What is Thanka Art?

Thagka, Thanka, or “scroll painting”, is traditionally known as a painting on silk, satin or cloth with embroidery , usually depicting a Buddhist deity, scene or mandala of some sort.

Originally, Thankas served as important teaching tools depicting the life of Buddha, various influential lamas and other deities and bodhisattvas. as well as philosophy and science. They can also be devotional objects used during rituals and ceremonies, or mediums through which one can offer prayers and make request, or used as a meditation tool to help bring one further down the path to enlightenment.

Today, Lamas stil carry them in ceremonial processions, or they are hung in the monastery or a family altar. They are also now appreciated just as beautiful works of art from a centuries-old tradition.

About Thanka

The literal translation of the Tibetan word THAN KA means ‘recorded message’. 
Thankas communicate a message to the practitioner, serving as an aid to teaching and as an aid
 to meditation through the visualization of the deity.
 It is a medium through which the Buddhist philosophy can be explained.
 Originally lamas and monks used scroll paintings to instruct the Buddhist Dharma (teachings). 
These paintings were easily transported and unrolled to suit the needs of the mainly nomadic population.
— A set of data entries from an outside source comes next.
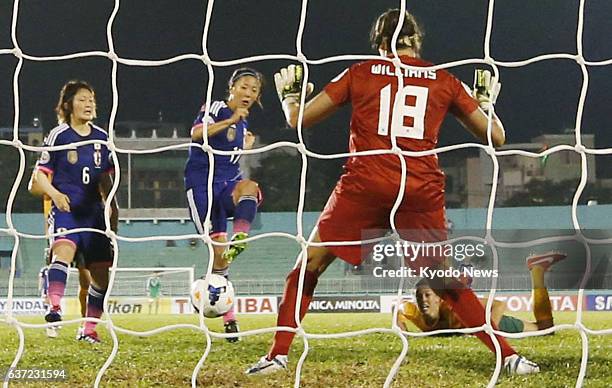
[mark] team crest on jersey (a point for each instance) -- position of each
(98, 155)
(72, 156)
(231, 133)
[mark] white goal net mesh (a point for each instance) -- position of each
(305, 153)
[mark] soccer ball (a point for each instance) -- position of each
(214, 295)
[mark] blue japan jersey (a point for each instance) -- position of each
(229, 139)
(76, 171)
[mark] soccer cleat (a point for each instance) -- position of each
(545, 260)
(91, 337)
(265, 366)
(53, 315)
(518, 365)
(80, 332)
(232, 327)
(236, 247)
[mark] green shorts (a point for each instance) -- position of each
(511, 324)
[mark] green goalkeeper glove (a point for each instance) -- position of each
(486, 88)
(289, 83)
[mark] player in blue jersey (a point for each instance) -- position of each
(77, 180)
(232, 196)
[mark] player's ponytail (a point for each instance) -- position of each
(64, 104)
(410, 36)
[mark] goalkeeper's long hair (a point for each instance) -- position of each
(410, 36)
(64, 104)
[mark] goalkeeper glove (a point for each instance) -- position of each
(486, 88)
(289, 83)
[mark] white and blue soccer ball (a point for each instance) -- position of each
(213, 295)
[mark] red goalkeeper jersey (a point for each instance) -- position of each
(414, 116)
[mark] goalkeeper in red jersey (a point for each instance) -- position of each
(430, 312)
(388, 103)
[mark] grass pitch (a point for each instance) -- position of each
(167, 359)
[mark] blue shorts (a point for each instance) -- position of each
(222, 206)
(95, 247)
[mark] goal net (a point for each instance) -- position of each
(132, 281)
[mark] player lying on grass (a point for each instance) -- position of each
(387, 116)
(232, 196)
(80, 183)
(432, 313)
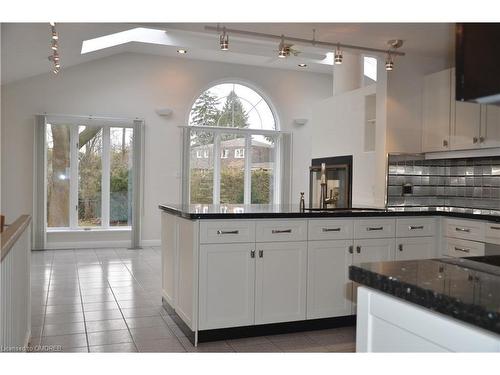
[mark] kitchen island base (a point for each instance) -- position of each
(389, 324)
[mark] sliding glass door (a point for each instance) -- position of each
(88, 173)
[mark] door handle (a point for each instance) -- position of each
(278, 231)
(228, 231)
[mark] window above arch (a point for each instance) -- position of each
(232, 105)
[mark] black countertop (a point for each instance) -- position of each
(467, 289)
(255, 211)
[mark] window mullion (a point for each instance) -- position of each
(105, 177)
(216, 178)
(73, 183)
(247, 174)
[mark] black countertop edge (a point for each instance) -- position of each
(331, 214)
(441, 303)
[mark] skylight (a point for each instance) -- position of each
(138, 34)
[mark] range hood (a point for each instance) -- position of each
(477, 59)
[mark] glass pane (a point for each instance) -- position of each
(58, 175)
(201, 167)
(232, 169)
(89, 176)
(262, 169)
(120, 200)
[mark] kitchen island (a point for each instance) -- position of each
(436, 305)
(233, 271)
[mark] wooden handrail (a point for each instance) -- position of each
(11, 234)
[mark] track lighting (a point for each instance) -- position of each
(54, 46)
(224, 40)
(389, 63)
(282, 52)
(338, 56)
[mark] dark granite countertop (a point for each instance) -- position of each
(467, 289)
(255, 211)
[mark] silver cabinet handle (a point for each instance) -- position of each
(228, 231)
(278, 231)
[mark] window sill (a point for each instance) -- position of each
(91, 230)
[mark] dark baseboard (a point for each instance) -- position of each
(258, 330)
(275, 328)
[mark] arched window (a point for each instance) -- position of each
(233, 147)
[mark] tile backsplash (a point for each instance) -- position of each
(413, 181)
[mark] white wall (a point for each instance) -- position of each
(134, 85)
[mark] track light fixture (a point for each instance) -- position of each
(282, 51)
(224, 40)
(393, 44)
(54, 46)
(338, 56)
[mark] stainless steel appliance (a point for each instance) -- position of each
(330, 182)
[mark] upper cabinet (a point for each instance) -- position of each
(454, 125)
(436, 111)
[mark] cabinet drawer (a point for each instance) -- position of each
(458, 248)
(465, 229)
(281, 230)
(492, 233)
(227, 231)
(374, 228)
(338, 229)
(415, 227)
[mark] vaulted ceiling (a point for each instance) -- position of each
(25, 46)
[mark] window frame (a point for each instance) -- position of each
(74, 176)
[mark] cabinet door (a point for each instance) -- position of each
(465, 122)
(227, 285)
(281, 282)
(416, 248)
(490, 126)
(436, 111)
(371, 250)
(328, 284)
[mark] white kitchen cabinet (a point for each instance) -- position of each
(436, 111)
(227, 285)
(280, 282)
(490, 126)
(328, 286)
(465, 122)
(416, 248)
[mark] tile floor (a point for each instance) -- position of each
(108, 300)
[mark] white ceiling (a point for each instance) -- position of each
(25, 46)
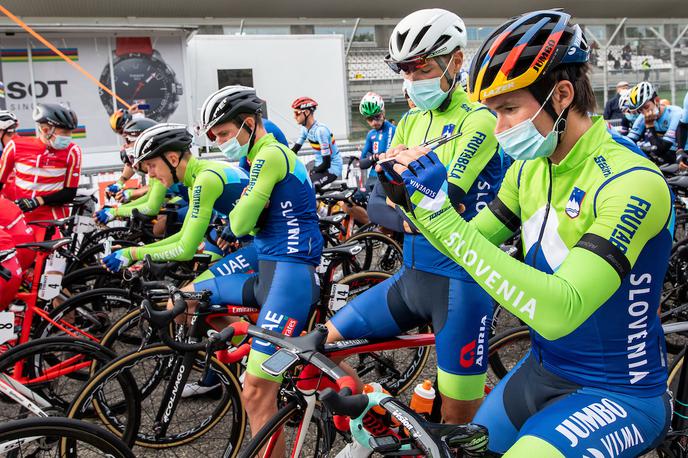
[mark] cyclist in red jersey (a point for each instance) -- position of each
(13, 222)
(8, 127)
(46, 167)
(10, 270)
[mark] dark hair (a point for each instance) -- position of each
(579, 76)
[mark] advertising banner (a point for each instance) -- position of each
(144, 70)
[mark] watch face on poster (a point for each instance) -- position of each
(143, 80)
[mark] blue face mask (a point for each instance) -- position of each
(523, 141)
(427, 94)
(232, 149)
(631, 116)
(60, 141)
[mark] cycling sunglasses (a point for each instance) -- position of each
(407, 66)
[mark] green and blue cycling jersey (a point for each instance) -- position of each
(665, 126)
(473, 162)
(377, 142)
(597, 232)
(280, 194)
(322, 141)
(209, 186)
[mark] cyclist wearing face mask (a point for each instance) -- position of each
(164, 152)
(629, 116)
(656, 125)
(596, 221)
(328, 161)
(279, 208)
(47, 168)
(426, 47)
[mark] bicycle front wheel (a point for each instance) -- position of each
(59, 437)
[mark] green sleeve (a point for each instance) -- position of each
(472, 150)
(501, 218)
(148, 204)
(268, 168)
(182, 246)
(555, 304)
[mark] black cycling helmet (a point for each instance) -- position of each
(524, 49)
(55, 115)
(135, 126)
(160, 139)
(226, 105)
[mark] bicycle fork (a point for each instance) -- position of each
(173, 392)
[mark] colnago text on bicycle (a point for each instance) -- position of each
(426, 47)
(596, 221)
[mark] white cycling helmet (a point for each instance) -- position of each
(8, 120)
(640, 94)
(624, 100)
(371, 105)
(424, 34)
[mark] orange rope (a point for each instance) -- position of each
(35, 34)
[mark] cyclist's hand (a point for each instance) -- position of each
(104, 215)
(118, 260)
(26, 205)
(226, 239)
(114, 188)
(124, 195)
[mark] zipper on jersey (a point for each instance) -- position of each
(544, 221)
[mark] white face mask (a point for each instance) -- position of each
(523, 141)
(428, 94)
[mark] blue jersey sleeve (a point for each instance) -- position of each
(324, 137)
(303, 136)
(637, 129)
(273, 129)
(368, 146)
(675, 117)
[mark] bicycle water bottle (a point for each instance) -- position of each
(423, 398)
(377, 388)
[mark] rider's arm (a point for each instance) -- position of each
(71, 183)
(7, 162)
(268, 168)
(472, 151)
(182, 246)
(302, 139)
(149, 204)
(556, 304)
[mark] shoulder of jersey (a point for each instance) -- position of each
(619, 155)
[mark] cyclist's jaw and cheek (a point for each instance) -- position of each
(156, 168)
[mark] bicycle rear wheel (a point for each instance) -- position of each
(59, 437)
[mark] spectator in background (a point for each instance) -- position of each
(645, 64)
(611, 109)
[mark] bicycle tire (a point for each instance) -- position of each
(37, 352)
(393, 379)
(519, 335)
(145, 438)
(69, 431)
(285, 415)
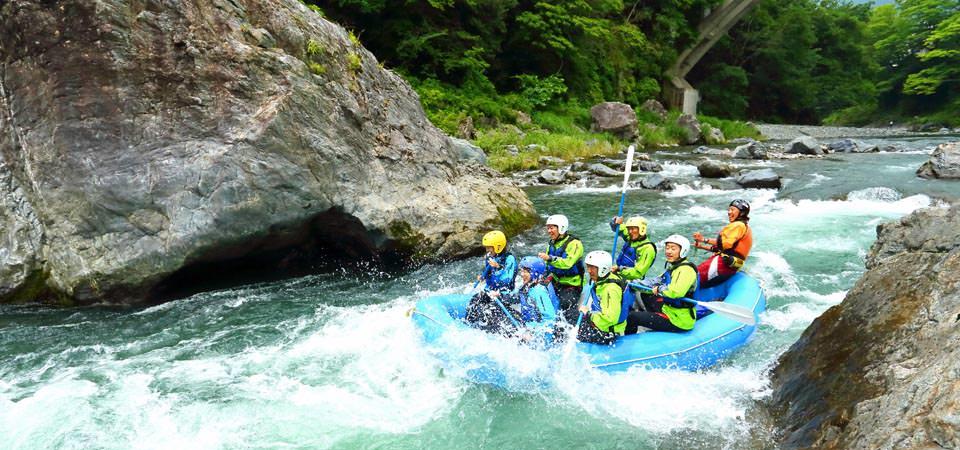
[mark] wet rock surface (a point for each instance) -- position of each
(614, 117)
(881, 369)
(804, 145)
(944, 163)
(714, 169)
(145, 143)
(762, 178)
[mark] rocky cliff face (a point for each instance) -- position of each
(881, 370)
(149, 144)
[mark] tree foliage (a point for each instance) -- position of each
(799, 61)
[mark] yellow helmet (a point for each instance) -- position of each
(639, 222)
(495, 239)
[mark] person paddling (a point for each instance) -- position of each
(499, 272)
(538, 304)
(663, 312)
(602, 319)
(731, 247)
(637, 254)
(563, 260)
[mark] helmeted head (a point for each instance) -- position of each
(682, 247)
(637, 222)
(601, 260)
(560, 223)
(495, 240)
(738, 209)
(533, 265)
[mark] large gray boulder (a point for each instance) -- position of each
(851, 146)
(762, 178)
(713, 136)
(655, 108)
(804, 145)
(944, 162)
(657, 182)
(714, 169)
(691, 128)
(750, 150)
(880, 370)
(603, 170)
(150, 145)
(467, 152)
(704, 150)
(551, 176)
(614, 117)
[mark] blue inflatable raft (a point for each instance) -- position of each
(712, 338)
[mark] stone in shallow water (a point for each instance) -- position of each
(656, 182)
(714, 169)
(805, 145)
(944, 163)
(763, 178)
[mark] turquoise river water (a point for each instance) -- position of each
(331, 361)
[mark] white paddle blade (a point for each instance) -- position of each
(738, 313)
(628, 167)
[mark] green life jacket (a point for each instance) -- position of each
(683, 316)
(619, 286)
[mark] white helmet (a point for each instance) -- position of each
(601, 260)
(681, 241)
(560, 221)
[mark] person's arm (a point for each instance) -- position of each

The lama would go to a village, unroll a Thanka and use it to illustrate their tales on Buddhist philosophy 
when narrating before an audience.
 Thankas also have public ceremonial uses. Up until today many monasteries possess huge
(usually appliqué) Thankas that are unrolled on certain holidays for viewing and worship. On a deeper level, Thanka paintings are the visual expression of the fully awakened state of enlightenment, this being the ultimate goal of the Buddhist spiritual path. That’s why a Thanka is sometimes called
 the roadmap to enlightenment. To sketch the figures in a Thanka, the painter needs an exact knowledge of
 the measurements and proportions of each deity as established by Buddhist iconography and artistic practice.
 A grid containing these proportions is essential to establish the continuity and correct transmission of the figures.